National Oceanic and
Atmospheric Administration
United States Department of Commerce


 

FY 2011

The global tropical moored buoy array

McPhaden, M.J., K. Ando, B. Bourlès, H.P. Freitag, R. Lumpkin, Y. Masumoto, V.S.N. Murty, P. Nobre, M. Ravichandran, J. Vialard, D. Vousden, and W. Yu

doi: 10.5270/OceanObs09.cwp.61, In Proceedings of the "OceanObs'09: Sustained Ocean Observations and Information for Society" Conference (Vol. 2), Venice, Italy, 21–25 September 2009, Hall, J., D.E. Harrison, and D. Stammer, Eds., ESA Publication WPP-306 (2010)

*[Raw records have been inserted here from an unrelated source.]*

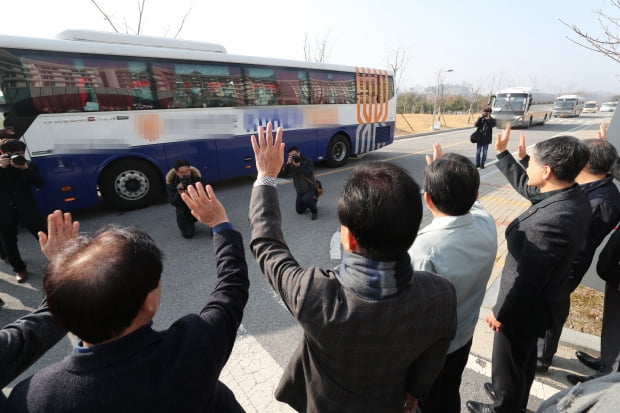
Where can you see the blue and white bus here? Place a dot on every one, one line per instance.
(522, 106)
(106, 114)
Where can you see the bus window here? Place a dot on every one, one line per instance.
(261, 88)
(332, 88)
(293, 87)
(185, 85)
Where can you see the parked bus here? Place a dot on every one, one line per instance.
(568, 106)
(522, 106)
(590, 107)
(106, 115)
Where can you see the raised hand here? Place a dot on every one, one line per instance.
(602, 131)
(204, 205)
(501, 143)
(522, 149)
(437, 153)
(268, 152)
(60, 229)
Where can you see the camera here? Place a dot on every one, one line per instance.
(17, 159)
(188, 180)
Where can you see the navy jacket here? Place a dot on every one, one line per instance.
(175, 370)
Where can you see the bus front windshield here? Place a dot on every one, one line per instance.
(509, 103)
(565, 104)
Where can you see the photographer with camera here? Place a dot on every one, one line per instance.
(17, 203)
(302, 172)
(178, 179)
(485, 125)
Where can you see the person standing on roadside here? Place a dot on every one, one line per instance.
(542, 244)
(485, 125)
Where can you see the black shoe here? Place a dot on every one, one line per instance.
(587, 360)
(488, 387)
(477, 407)
(575, 378)
(541, 367)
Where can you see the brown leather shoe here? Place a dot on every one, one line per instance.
(21, 276)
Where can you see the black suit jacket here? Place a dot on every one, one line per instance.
(542, 244)
(357, 354)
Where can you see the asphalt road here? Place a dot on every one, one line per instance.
(189, 265)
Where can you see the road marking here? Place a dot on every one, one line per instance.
(482, 366)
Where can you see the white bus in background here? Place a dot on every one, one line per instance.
(522, 106)
(590, 106)
(568, 106)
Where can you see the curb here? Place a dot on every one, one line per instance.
(433, 132)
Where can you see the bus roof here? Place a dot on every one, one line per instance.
(570, 97)
(123, 38)
(520, 89)
(139, 47)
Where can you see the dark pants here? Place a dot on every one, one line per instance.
(444, 397)
(513, 369)
(548, 345)
(185, 221)
(305, 201)
(8, 237)
(481, 153)
(610, 333)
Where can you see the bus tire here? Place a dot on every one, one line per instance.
(338, 151)
(130, 184)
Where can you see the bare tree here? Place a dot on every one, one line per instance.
(319, 52)
(141, 7)
(608, 43)
(397, 61)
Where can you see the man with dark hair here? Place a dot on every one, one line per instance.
(106, 290)
(604, 198)
(177, 180)
(374, 329)
(542, 243)
(602, 155)
(28, 338)
(302, 172)
(17, 203)
(460, 244)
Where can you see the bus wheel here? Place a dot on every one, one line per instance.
(338, 151)
(130, 184)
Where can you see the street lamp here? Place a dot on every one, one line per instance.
(439, 97)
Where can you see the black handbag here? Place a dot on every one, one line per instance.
(608, 266)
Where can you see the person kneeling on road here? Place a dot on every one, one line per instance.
(302, 172)
(177, 180)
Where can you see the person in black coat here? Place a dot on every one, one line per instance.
(302, 172)
(485, 125)
(542, 244)
(604, 198)
(177, 180)
(17, 202)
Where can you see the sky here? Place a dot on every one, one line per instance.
(487, 45)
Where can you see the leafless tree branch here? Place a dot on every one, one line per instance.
(105, 15)
(608, 44)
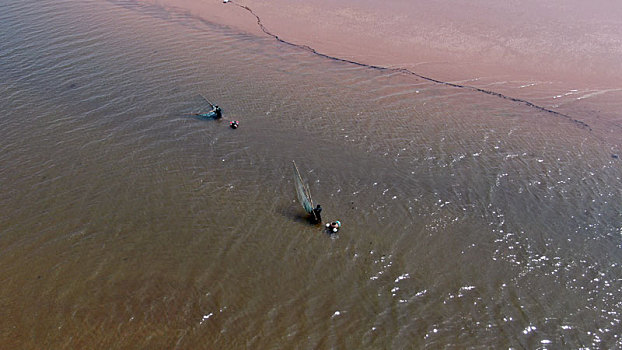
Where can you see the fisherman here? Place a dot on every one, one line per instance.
(334, 226)
(316, 214)
(217, 112)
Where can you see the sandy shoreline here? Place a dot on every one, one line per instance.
(559, 41)
(560, 55)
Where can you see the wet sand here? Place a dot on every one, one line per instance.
(561, 55)
(128, 223)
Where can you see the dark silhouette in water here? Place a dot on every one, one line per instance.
(579, 123)
(316, 217)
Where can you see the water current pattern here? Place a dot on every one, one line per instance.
(127, 222)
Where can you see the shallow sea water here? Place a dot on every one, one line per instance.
(468, 220)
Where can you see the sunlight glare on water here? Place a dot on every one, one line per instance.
(468, 220)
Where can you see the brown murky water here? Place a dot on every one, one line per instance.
(469, 220)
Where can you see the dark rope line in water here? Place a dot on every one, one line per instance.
(408, 71)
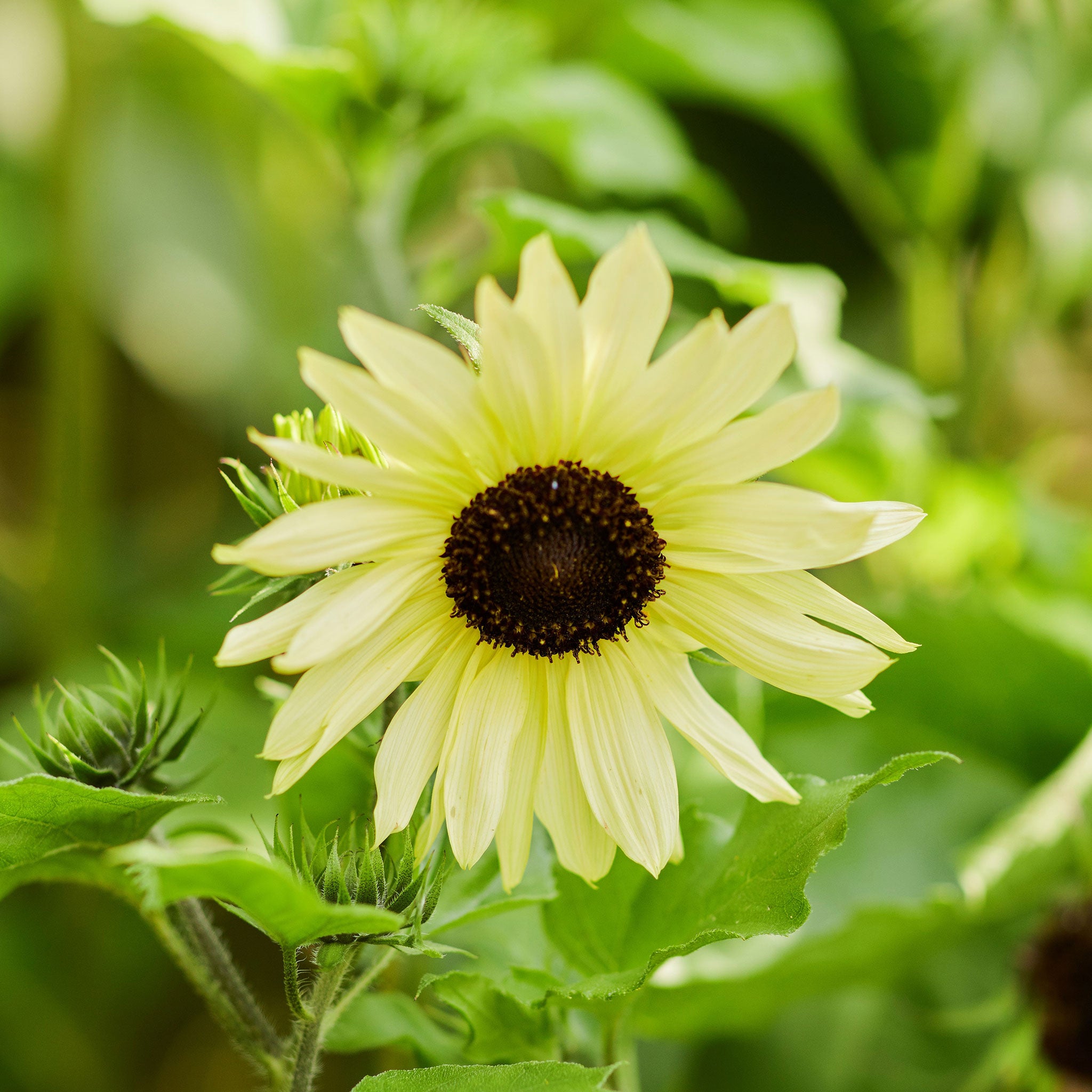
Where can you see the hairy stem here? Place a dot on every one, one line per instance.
(174, 934)
(310, 1039)
(292, 985)
(210, 946)
(363, 983)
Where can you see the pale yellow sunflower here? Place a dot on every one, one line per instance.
(549, 542)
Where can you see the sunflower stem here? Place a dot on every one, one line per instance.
(209, 945)
(300, 1010)
(311, 1033)
(176, 937)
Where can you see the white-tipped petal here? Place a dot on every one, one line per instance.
(775, 644)
(328, 534)
(518, 382)
(628, 301)
(548, 301)
(354, 614)
(475, 774)
(350, 687)
(801, 591)
(581, 844)
(624, 758)
(389, 419)
(411, 747)
(751, 447)
(517, 821)
(270, 635)
(723, 742)
(781, 525)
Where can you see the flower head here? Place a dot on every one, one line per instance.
(549, 541)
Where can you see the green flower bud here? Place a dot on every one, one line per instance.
(119, 734)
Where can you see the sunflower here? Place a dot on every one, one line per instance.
(545, 545)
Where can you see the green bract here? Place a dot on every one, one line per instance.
(116, 735)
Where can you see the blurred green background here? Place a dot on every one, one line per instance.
(190, 188)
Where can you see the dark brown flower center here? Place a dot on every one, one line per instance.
(553, 559)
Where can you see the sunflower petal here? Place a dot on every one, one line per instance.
(749, 448)
(411, 747)
(801, 591)
(781, 525)
(623, 755)
(720, 738)
(270, 635)
(352, 472)
(581, 844)
(475, 776)
(549, 303)
(775, 644)
(517, 381)
(331, 532)
(359, 609)
(517, 821)
(629, 298)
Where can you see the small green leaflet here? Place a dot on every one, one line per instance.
(468, 333)
(266, 893)
(733, 882)
(526, 1077)
(479, 893)
(503, 1028)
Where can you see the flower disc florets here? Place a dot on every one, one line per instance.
(553, 559)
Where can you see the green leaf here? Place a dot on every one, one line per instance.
(1006, 864)
(479, 893)
(876, 948)
(41, 816)
(374, 1020)
(525, 1077)
(815, 294)
(71, 865)
(734, 881)
(503, 1028)
(467, 332)
(266, 892)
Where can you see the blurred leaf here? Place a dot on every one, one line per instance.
(374, 1020)
(814, 294)
(525, 1077)
(606, 133)
(876, 947)
(781, 60)
(1061, 806)
(266, 892)
(41, 816)
(479, 893)
(503, 1028)
(733, 882)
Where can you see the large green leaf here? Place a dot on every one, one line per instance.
(41, 816)
(374, 1020)
(875, 948)
(266, 892)
(479, 893)
(814, 293)
(734, 881)
(503, 1028)
(525, 1077)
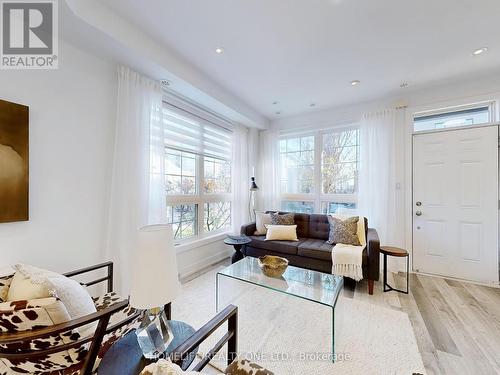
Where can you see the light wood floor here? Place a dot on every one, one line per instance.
(456, 324)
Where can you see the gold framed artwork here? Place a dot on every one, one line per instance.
(14, 162)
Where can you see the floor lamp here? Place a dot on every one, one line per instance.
(253, 189)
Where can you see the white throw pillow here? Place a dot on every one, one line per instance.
(166, 367)
(261, 220)
(32, 283)
(281, 232)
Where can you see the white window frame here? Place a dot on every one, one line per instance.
(200, 198)
(492, 109)
(318, 197)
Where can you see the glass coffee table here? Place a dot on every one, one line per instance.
(240, 283)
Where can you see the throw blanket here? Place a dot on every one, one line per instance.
(348, 261)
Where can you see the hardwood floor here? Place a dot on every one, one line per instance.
(456, 324)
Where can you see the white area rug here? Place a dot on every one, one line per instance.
(288, 335)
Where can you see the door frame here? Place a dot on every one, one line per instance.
(439, 106)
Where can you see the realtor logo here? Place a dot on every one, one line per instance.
(29, 34)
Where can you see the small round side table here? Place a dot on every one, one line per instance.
(395, 252)
(125, 356)
(237, 243)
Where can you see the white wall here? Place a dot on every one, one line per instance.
(72, 117)
(475, 90)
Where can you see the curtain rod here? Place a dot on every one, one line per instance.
(187, 101)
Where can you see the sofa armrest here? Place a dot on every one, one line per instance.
(373, 249)
(248, 229)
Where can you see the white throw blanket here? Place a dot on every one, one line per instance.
(348, 261)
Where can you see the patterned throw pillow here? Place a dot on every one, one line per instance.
(261, 220)
(343, 231)
(284, 219)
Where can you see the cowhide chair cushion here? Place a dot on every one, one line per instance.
(23, 315)
(244, 367)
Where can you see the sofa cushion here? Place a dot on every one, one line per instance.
(282, 219)
(302, 221)
(319, 227)
(4, 286)
(284, 247)
(344, 231)
(314, 248)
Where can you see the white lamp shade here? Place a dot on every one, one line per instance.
(155, 280)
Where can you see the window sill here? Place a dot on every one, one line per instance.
(199, 242)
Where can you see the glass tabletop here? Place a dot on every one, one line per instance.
(314, 286)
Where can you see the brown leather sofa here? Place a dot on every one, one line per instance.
(312, 251)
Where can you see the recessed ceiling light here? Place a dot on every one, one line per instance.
(480, 51)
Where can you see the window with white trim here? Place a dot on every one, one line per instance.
(319, 171)
(198, 174)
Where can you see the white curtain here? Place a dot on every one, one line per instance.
(240, 178)
(138, 148)
(380, 176)
(268, 171)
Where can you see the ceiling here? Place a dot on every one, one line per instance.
(300, 52)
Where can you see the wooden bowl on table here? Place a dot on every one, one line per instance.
(273, 266)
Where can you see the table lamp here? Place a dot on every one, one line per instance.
(251, 206)
(155, 283)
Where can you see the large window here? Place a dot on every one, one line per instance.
(198, 174)
(319, 171)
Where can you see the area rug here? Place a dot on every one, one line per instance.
(289, 335)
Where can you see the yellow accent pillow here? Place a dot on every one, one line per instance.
(281, 232)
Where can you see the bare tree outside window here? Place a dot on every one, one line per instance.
(339, 162)
(217, 216)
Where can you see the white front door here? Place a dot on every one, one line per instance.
(455, 203)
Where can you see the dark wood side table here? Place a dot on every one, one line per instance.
(237, 243)
(125, 356)
(395, 252)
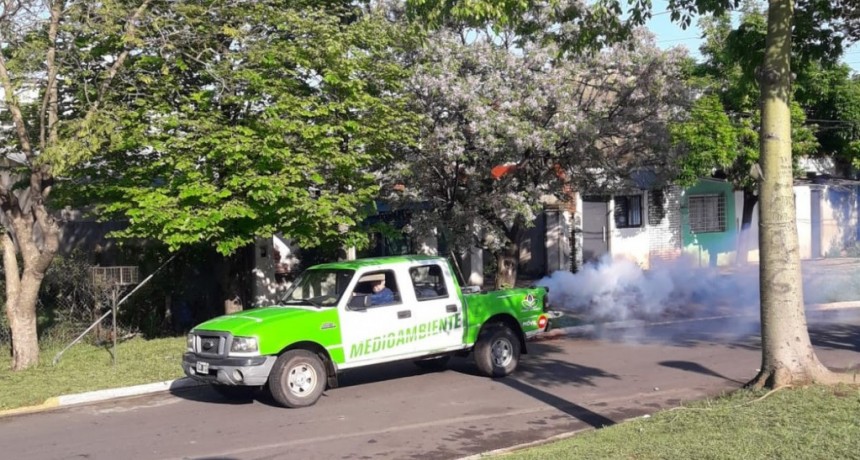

This paper describes the Global Tropical Moored Buoy Array (GTMBA), which is a multi-national effort to provide data in real time for climate research and forecasting. Components of the global array include the Tropical Atmosphere Ocean/Triangle Trans-Ocean Buoy Network (TAO/TRITON) in the Pacific, the Prediction and Research Moored Array in the Tropical Atlantic (PIRATA), and the Research Moored Array for African-Asian-Australian Monsoon Analysis and Prediction (RAMA) in the Indian Ocean. The phenomena of primary interest span intraseasonal-to-decadal and longer timescales, including:

  • El Niño/Southern Oscillation and its decadal modulation in the Pacific
  • The meridional gradient mode and equatorial warm events in the Atlantic
  • The Indian Ocean Dipole
  • The mean seasonal cycle, including the Asian, African, Australian, and American monsoons
  • The intraseasonal Madden-Julian Oscillation, which originates in the Indian Ocean but affects all three ocean basins
  • Trends that may be related to global warming

Sustained, systematic and comprehensive observations are necessary to advance knowledge of critical processes that govern climate dynamics originating in the tropics. Observations are also needed to develop, initialize, and validate climate forecast models that can be used for advance warning of natural hazards and for many other societal benefits. A global tropical perspective is required not only because of the range and complexity of tropical phenomena that affect the climate system, but also because of basin-to-basin interactions that affect the evolution of climatic fluctuations. This paper reviews expansions and enhancements of moored buoy measurement efforts in the tropics since the October 1999 OceanObs99 Conference in San Rafael, France. We will also highlight major scientific advances enabled by the Global Tropical Moored Buoy Array over the past 10 years.